Abercrombie & Fitch's clothing itself was rife with gender stereotypes, particularly the crass T-shirts. The men's T-shirts were emblazoned with misogynistic catchphrases that reduced women to their sexual desirability, including the fetishization of lesbians with the tagline, "The Island of Lesbos: Every Man's Dream." Women's T-shirts did not fare much better, as the messages printed upon them exalted Eurocentric beauty standards and emphasized physical appearance as more important than intelligence.

The near demise of Abercrombie & Fitch was brought about by the company's myriad acts of discrimination coming to light amid burgeoning social justice movements, thereby rendering the brand's exclusivity obsolete. These injustices would be detailed years later in the documentary "White Hot: The Rise and Fall of Abercrombie & Fitch" released this past spring on Netflix. The documentary only further tarnished Abercrombie & Fitch's reputation by revealing lesser-known information, such as the sexual misconduct allegations made by male models against photographer Bruce Weber.
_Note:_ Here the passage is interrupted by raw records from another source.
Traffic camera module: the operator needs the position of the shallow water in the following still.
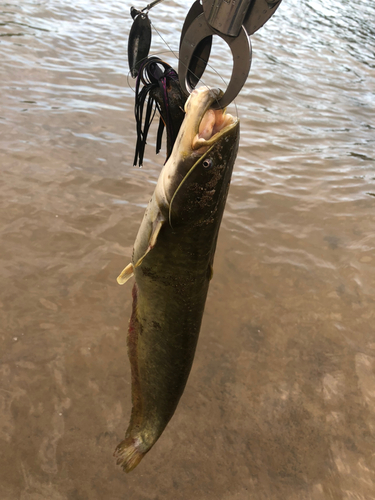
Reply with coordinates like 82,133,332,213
0,0,375,500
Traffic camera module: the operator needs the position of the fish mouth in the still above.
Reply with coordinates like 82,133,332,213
185,87,238,154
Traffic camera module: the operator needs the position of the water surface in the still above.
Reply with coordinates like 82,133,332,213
0,0,375,500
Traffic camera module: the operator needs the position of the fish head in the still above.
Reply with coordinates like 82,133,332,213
158,87,239,227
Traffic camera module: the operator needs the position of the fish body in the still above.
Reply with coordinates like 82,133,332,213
115,88,239,472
Abercrombie & Fitch would never again reach the heights of its heyday, but major changes had to be made in order for it to remain afloat at all. At the helm of the company's transformation was the visionary Fran Horowitz, who began her tenure as CEO in 2017.

The initial attempts at rebranding were fraught with missteps, such as the infamous tweet, "The Pride community is everybody, not just LGBTQ people." Additionally, the Abercrombie Kids gender-neutral collection was criticized for its lack of skirts and other feminine attire, which perpetuated the misconception of gender neutrality as strictly androgyny and implicitly discouraged boys to explore their femininity. Nevertheless, Abercrombie & Fitch's newfound partnership with renowned queer mental health organization The Trevor Project has helped steer the company in a more open-minded direction.

Abercrombie & Fitch ushered in Pride Month 2022 with a themed collection for its children's and young adult clothing lines, as well as increased efforts to uplift the LGBTQ+ community. This year they offer a plethora of colorful T-shirts, hoodies, shoes, hats, and other accessories for shoppers of all ages, genders, sexual identities, and even sizes. Furthermore, Abercrombie & Fitch is gifting The Trevor Project with a $400,000 donation and creating empowering content for queer viewers using the #Trevor-LoveChain hashtag on TikTok, a far cry from the company that once fired an employee for being transgender. Further proving their commitment to supporting the LGBTQ+ community are their planned year-round donations to The Trevor Project.

Abercrombie & Fitch was once a brand that reveled in toxic hierarchies, but perhaps the $2.8 million that they and their customers have raised to support the wellbeing of queer people is the first step in repairing their years of damage.